- Court: Chancery Court
- Decided: 17 Dec 1895

Court membership
- Judges sitting: Lord Herschell, A.L. Smith, Rigby

Keywords
- Trustee, Breach of trust, Solicitor, Trustee de son tort, Constructive trustee, Liability of partner

= Mara v Browne =

Mara v Browne [1895] is a Court of Chancery case that dealt with liability as a constructive trustee ultimately ruling that, "if one, not being a trustee and not having authority from a trustee, takes upon himself to inter-meddle with trust matters or to do acts characteristic of the office of trustee, he may therefore make himself what is called in law trustee of his own wrong - i.e., a trustee de son tort, or, as it is also termed, a "constructive trustee."

==Facts==
By a settlement made in 1875 on the marriage of the plaintiff, Ellen Jane Reeves [nee Walker], with Harold Reeves, certain securities belonging to the wife were transferred to trustees upon trust to invest and pay the income to the wife during the joint lives of herself and her husband for her separate use, without power of anticipation, and after her death, if the husband should survive, to pay the income to him during his life, and after the death of the survivor, upon the usual trusts for the children of the marriage, with an ultimate trust for the wife absolutely if she should survive her husband. There was no express disposition of the income of the trust funds during the remainder of the wife's life after her husband's death.

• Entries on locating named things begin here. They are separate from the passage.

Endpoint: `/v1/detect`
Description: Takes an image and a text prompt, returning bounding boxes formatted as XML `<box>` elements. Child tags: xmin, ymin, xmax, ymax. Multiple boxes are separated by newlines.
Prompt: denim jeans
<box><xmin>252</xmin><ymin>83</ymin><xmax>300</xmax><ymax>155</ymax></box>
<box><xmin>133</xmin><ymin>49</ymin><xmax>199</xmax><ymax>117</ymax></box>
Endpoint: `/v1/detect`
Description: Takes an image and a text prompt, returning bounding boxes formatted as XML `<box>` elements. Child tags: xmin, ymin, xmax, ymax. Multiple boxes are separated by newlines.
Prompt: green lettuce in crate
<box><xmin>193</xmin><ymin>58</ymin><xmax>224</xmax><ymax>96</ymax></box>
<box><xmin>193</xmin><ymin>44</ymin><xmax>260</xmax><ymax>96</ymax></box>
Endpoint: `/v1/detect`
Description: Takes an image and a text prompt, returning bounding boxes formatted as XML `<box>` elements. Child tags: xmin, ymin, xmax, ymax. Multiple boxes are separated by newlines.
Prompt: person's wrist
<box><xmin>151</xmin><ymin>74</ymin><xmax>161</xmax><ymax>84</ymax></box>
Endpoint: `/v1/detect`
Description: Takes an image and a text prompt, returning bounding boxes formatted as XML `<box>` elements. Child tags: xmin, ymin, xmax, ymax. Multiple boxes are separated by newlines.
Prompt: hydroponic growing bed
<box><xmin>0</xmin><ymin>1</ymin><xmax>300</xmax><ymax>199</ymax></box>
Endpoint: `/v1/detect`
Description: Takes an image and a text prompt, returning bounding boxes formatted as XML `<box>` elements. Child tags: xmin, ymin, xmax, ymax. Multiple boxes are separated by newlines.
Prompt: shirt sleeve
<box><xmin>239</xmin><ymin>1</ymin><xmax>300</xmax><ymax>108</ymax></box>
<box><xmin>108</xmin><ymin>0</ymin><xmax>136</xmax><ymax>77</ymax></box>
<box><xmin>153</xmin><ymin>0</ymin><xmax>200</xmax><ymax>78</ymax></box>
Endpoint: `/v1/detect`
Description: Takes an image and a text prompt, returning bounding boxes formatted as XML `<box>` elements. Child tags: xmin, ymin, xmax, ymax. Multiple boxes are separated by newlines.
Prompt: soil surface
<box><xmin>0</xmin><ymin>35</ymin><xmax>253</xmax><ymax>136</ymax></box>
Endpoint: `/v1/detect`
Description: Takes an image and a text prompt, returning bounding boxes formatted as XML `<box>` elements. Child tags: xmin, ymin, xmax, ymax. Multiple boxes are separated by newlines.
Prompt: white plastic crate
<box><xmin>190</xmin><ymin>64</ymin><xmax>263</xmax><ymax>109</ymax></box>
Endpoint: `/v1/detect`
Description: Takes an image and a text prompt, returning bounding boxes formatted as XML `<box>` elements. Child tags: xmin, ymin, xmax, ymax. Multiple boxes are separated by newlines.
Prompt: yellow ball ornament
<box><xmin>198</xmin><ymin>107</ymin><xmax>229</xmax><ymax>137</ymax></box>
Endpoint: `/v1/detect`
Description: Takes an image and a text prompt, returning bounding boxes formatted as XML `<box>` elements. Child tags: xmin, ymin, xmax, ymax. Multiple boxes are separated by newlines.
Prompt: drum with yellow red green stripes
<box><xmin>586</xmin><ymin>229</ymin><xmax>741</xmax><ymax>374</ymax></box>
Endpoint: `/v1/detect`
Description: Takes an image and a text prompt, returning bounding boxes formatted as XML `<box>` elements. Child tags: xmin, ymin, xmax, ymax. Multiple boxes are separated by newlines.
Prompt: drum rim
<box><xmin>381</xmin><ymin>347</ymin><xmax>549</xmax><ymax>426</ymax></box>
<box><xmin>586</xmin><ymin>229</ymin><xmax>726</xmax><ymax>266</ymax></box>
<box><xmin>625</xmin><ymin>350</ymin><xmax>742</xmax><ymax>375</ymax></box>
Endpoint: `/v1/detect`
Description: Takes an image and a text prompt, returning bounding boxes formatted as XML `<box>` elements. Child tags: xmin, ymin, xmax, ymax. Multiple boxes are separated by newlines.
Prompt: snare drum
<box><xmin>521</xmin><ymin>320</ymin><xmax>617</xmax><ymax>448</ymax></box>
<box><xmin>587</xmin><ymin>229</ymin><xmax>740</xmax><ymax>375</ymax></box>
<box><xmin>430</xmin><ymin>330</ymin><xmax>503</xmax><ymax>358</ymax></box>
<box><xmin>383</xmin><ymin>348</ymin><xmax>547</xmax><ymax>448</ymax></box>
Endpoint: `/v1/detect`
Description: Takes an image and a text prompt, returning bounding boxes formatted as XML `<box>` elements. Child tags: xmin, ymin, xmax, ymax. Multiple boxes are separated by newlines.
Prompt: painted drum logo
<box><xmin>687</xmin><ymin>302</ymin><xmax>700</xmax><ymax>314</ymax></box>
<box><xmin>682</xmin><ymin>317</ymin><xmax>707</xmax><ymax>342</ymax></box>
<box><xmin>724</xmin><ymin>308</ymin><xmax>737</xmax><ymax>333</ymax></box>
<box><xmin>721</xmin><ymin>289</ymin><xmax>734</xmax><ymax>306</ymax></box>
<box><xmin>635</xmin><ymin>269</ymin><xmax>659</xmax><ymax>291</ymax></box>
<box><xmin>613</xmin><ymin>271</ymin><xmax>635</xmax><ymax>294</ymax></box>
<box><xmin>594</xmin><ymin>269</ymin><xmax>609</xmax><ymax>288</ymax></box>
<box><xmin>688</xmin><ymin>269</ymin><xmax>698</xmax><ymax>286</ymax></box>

In 1883 Harold Reeves consulted Hugh Browne, a solicitor in partnership with his brother Arthur Browne, as to the security of the trust funds then in the hands of James Walker and Bernard E. James, the original trustees. It was arranged that James Walker should retire, and Arthur Robert Reeves (father of the actor Kynaston Reeves) be appointed in his place, and, as his solicitor, Hugh Browne obtained, in June 1884, an examination of the securities alleged by Bernard James to represent the trust funds. Hugh Browne came to the conclusion that they were forgeries. Under judicious pressure Bernard James was induced from time to time to pay all the trust funds by installments into a bank in the joint names of himself and Arthur Robert Reeves, the proposed new trustee, and from time to time to draw moneys out of this account for the purpose of investment upon mortgages found by Hugh Browne. In February and March 1884 sums amounting to £9200 were so drawn out and invested by Hugh Browne, as he alleged, at the instigation and with the approval of Harold Reeves, Mrs. Reeves, and Arthur Robert Reeves, upon the mortgage of houses in course of erection by speculative builders.

In May 1884 Arthur Robert Reeves and Marian Reeves were appointed trustees of the settlement in place of James Walker and Bernard James.

In 1885 Harold Reeves died, leaving two children, and before the commencement of this action Ellen Jane Reeves married William Patrick Mara. This action was commenced on the 7th Nov. 1890 by Ellen Jane Mara and her two infant children, Arthur Robert Reeves and Marian Reeves, against Hugh Browne and Arthur Browne, to make them liable for the losses which had resulted from the investments on builders’ mortgages.

The issue of the writ was more than six years after the date of the last mortgage complained of, but less than six years after the death of Harold Reeves.

==Judgment==
===High Court===
Held, on the evidence, that Hugh Browne had made himself responsible as trustee for the investments, and not merely acted as agent for the trustees; that he had acted for the firm throughout, and therefore Michael Browne was liable as his partner; that Mrs. Mara had not requested or instigated the improper investments within the meaning of the Trustee Act 1893 (56 & 57 Vict. c. 53), s. 45, and her interest could not be impounded.

Held also, that, if the settlement had given Mrs. Mara an interest for life, the Statute of Limitations would have barred her action, but that, as the settlement only gave her an interest during the joint lives of herself and her husband, and her present interest was the life estate by way of resulting trust which came into her possession only on her husband's death, the statute did not begin to run against her until his death, and her action was not barred.

It was decided by North, J. (72 L. T. Rep. 765) that the defendants were liable.

===Court of Appeal===
Hugh Browne in all that he did acted in the capacity of solicitor for one of the two trustees, whose directions as to investments were accepted or acted on by the other; that under these circumstances he could not be made liable as a constructive trustee: and that it was too late to make him liable as solicitor. Held also, that it was not within the scope of the implied authority of a partner in a solicitor's business to constitute himself a constructive trustee so as to bind a partner and make him also liable as a constructive trustee, although he was not aware of the dealings by which the constructive trust was established.

Held, (reversing the decision of North, J., [1895] 2 Ch. 69), therefore, that neither of the defendants could be held liable as a constructive trustee, and that the appeal must be allowed, and the action dismissed with costs.